Only after I agreed to conduct the interview did I discover that P. K. Adams, now that she’s done with Hildegard, is planning a three-part series of mystery novels set in the sixteenth-century court of Sigismund (Zygmunt) “the Old” of Poland and his son, Sigismund Augustus (Zygmunt August). Queen Bona Sforza—who plays a minor but vital role in The Shattered Drum and a secondary role in my own February 2019 release, Song of the Siren—also makes a memorable appearance in Adams’ next novel, Silent Water.

And because it seems just too deliciously coincidental for words that our novels, which we brought to life quite independently of each other, should overlap in this way, P. K. and I have decided to join forces on at least one novel-to-be. Exactly what form our collaboration will take remains to be seen, but be sure I’ll update you as the plans develop. After all, how many people in the United States know anything about the extraordinary humanistic Renaissance culture that characterized the courts of the two Sigismunds? Can’t let an opportunity like that go to waste!

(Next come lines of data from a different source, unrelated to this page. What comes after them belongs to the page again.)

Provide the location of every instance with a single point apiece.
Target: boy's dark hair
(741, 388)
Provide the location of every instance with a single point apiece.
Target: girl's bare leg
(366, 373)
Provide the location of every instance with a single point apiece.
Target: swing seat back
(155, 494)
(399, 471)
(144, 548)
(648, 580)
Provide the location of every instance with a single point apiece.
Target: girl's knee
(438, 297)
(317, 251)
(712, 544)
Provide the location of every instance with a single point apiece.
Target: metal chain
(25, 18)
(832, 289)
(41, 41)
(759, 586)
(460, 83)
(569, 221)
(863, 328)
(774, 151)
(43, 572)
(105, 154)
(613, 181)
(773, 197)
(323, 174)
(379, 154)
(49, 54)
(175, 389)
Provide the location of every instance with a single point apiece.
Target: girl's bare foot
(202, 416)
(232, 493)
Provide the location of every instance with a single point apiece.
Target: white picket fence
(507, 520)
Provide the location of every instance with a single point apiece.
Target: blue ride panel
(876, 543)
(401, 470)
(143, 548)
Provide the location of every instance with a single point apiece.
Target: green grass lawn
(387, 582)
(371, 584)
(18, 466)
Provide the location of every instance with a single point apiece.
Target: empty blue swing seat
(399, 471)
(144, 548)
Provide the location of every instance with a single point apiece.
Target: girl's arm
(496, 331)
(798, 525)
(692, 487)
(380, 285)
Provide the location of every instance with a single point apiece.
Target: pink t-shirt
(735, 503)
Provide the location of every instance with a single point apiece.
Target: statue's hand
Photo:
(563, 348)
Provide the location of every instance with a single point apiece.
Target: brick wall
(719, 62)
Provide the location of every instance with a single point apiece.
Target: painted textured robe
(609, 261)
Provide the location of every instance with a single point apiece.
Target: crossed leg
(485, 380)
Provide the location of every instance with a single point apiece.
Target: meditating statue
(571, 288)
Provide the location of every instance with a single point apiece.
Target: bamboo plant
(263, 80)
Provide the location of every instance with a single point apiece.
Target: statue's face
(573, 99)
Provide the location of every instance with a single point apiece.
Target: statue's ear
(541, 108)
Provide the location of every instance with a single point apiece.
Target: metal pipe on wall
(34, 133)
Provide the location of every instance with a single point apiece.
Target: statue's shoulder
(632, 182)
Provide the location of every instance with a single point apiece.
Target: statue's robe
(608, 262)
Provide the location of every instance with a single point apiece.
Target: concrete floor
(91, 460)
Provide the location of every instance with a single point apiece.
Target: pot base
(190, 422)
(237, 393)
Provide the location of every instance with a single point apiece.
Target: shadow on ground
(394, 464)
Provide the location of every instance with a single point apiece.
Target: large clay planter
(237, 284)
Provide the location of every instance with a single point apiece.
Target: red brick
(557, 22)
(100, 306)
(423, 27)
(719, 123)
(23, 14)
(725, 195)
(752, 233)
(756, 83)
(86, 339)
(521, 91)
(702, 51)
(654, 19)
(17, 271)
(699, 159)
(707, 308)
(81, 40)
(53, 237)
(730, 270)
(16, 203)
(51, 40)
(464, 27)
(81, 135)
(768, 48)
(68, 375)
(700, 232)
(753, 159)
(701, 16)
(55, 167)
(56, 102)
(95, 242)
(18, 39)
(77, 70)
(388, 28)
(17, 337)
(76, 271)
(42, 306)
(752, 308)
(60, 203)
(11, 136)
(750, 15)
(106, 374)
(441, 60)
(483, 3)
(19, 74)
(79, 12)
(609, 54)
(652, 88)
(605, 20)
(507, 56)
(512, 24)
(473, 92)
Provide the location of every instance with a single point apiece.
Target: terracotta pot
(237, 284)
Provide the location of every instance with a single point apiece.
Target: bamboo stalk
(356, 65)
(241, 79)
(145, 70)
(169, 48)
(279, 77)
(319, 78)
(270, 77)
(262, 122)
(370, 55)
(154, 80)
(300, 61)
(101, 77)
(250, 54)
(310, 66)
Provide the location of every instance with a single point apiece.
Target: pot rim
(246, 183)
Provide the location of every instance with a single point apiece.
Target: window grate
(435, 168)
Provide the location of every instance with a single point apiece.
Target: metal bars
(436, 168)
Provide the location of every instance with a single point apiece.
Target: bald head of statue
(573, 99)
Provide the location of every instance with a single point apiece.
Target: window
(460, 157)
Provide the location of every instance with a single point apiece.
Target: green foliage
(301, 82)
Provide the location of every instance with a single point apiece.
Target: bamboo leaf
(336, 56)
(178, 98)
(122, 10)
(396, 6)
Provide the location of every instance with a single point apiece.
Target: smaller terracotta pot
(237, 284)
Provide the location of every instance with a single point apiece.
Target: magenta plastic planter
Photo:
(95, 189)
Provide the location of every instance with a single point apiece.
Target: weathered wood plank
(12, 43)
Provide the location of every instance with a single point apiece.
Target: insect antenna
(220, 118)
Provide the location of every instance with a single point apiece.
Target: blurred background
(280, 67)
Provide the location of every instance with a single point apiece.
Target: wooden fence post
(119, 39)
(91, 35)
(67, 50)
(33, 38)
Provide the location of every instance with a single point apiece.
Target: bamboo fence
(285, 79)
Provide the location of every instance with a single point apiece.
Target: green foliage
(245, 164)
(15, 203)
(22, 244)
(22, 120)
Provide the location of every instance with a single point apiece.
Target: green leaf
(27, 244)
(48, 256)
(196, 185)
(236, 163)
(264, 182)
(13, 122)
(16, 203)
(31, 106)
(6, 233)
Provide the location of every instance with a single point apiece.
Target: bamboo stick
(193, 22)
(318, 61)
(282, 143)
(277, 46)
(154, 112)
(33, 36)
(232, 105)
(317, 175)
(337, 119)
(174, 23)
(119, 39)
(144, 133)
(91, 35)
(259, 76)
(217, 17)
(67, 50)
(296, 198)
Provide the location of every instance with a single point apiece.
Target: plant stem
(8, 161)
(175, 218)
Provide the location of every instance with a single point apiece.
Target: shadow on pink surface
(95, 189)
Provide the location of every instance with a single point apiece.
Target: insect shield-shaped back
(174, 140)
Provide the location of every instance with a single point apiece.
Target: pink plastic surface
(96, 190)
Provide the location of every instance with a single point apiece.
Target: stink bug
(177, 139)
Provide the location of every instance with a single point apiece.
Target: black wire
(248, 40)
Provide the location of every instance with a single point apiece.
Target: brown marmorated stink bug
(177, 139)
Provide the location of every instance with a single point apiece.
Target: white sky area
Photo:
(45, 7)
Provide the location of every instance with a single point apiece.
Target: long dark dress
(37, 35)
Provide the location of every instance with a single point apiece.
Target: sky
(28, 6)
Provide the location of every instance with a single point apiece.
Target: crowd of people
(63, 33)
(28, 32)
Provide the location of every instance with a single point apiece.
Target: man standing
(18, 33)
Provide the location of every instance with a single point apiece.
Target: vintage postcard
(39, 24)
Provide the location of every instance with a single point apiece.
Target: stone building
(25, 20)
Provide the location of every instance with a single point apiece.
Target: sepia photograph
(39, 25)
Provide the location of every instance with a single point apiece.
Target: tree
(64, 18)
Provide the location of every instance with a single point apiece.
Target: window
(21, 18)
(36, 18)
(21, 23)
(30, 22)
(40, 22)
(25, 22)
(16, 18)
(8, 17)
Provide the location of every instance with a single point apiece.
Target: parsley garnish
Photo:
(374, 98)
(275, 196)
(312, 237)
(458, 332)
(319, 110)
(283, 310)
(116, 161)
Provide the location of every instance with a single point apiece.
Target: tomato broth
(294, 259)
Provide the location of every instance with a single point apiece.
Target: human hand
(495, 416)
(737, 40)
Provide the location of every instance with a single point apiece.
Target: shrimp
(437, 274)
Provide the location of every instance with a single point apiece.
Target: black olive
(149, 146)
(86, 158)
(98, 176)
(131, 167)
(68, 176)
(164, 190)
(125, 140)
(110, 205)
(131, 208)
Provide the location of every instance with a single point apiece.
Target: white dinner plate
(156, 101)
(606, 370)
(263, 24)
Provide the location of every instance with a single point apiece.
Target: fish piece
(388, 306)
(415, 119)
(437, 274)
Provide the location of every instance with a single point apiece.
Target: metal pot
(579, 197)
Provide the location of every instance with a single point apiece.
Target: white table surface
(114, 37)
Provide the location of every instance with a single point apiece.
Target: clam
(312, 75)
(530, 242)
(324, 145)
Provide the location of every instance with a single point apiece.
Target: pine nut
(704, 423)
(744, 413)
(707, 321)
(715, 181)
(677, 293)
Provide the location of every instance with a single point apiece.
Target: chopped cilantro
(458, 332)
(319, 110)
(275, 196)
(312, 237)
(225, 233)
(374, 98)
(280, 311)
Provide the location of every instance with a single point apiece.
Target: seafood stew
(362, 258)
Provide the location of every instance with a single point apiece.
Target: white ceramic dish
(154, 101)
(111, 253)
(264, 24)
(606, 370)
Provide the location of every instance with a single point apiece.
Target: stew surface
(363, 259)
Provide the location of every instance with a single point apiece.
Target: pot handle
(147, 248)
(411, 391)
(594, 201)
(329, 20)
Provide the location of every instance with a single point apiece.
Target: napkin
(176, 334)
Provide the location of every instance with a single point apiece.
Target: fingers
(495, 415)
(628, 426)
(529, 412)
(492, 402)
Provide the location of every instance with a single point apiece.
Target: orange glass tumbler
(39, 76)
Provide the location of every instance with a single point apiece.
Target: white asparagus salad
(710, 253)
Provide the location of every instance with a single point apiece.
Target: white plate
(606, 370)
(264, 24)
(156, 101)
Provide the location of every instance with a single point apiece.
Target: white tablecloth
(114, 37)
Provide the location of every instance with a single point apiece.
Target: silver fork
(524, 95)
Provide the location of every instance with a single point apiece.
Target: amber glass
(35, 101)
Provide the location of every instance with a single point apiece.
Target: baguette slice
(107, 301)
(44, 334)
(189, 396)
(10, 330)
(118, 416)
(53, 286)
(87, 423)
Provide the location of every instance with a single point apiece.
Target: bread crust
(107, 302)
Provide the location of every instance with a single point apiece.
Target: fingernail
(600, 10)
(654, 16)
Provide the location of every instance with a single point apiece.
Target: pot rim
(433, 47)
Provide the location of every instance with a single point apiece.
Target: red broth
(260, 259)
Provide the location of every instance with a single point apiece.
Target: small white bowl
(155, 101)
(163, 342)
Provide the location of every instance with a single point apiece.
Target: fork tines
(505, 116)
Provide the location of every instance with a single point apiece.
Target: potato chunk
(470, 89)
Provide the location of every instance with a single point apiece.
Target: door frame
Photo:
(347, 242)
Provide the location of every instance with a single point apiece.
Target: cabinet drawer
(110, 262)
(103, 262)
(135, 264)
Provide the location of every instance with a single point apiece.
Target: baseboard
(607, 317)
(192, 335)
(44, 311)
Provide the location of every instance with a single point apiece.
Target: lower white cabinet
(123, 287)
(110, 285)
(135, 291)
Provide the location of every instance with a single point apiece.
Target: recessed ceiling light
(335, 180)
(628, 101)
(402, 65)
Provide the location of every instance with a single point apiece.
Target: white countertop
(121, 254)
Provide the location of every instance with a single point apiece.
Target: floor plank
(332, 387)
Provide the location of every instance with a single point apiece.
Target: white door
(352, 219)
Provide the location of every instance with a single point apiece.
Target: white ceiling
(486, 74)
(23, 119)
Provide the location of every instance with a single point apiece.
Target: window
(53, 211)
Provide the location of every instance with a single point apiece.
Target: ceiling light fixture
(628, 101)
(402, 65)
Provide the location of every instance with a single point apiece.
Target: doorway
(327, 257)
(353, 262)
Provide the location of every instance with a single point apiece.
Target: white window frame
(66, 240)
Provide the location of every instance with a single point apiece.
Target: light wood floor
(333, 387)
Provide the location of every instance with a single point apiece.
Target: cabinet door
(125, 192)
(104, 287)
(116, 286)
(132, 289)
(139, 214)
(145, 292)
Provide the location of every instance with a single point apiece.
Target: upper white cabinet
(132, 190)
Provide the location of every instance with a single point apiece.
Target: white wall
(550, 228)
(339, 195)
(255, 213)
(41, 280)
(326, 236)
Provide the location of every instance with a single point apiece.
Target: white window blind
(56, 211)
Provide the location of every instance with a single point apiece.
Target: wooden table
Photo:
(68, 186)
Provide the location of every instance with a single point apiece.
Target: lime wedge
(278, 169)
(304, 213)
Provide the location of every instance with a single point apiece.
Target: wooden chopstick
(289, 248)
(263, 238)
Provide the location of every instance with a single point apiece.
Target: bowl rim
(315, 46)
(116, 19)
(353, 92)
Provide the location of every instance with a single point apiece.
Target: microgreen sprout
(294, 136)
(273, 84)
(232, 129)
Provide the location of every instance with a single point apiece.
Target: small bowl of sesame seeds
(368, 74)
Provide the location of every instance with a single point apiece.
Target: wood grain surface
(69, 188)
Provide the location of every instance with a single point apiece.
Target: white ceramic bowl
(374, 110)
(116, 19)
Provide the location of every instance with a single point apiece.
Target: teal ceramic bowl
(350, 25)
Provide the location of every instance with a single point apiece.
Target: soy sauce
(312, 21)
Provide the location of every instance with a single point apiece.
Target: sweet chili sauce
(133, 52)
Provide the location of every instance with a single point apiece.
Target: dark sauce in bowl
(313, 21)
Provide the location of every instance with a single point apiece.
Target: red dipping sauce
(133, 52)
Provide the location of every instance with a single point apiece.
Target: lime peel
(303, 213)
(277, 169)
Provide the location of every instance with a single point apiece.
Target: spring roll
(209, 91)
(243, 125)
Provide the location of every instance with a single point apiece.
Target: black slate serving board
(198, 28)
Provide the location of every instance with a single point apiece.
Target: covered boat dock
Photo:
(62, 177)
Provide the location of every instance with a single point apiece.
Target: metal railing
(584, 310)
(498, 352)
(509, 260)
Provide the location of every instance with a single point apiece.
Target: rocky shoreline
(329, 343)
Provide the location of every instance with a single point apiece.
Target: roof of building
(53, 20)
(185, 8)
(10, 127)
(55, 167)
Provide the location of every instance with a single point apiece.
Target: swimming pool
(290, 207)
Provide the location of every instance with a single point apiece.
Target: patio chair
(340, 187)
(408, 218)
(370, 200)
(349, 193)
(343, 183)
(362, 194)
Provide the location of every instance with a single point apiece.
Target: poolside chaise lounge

As always, the rest of this post comes from New Books in Historical Fiction.
 

The twelfth-century German abbess Hildegard of Bingen was a remarkable woman by any standards. Known for her musical compositions and mystical prayers, Hildegard was also Germany’s first recognized female physician. The daughter of minor nobility, she entered the convent in childhood as a tithe from her parents. Excited by the prospect of acquiring an education, then a goal unattainable for girls outside a convent, Hildegard suffers a setback when she confronts the strict seclusion imposed on nuns by the anchorage of St. Disibod and its ascetic magistra, Jutta of Sponheim. But relief comes from the company of Volmar, a fellow oblate who like Hildegard loves to sneak out of the abbey and walk in the nearby woods, and Brother Wigbert, the monastery’s infirmarian. It’s through the teaching of Brother Wigbert that Hildegard discovers her affinity for medicine.

Alas, not every member of the abbey hierarchy believes that young women should spend time outside the walls of the anchorage, and as political threats from the outside world intensify and Hildegard’s detractors rise higher in the administration, she must fight for her right to practice medicine—and to express her opinion at all. In this charmingly personal account, P. K. Adams explores the first part of Hildegard’s life, the richly developed characters who influenced her, and the factors that gave her the strength to define her own dream and pursue it to fulfillment despite opposition from a society determined to keep her in her place. The story begun in The Greenest Branch (Iron Knight Press, 2018) concludes in The Column of Burning Spices (Iron Knight Press, 2019), where Hildegard leaves the Abbey of St. Disibod to found a convent of her own.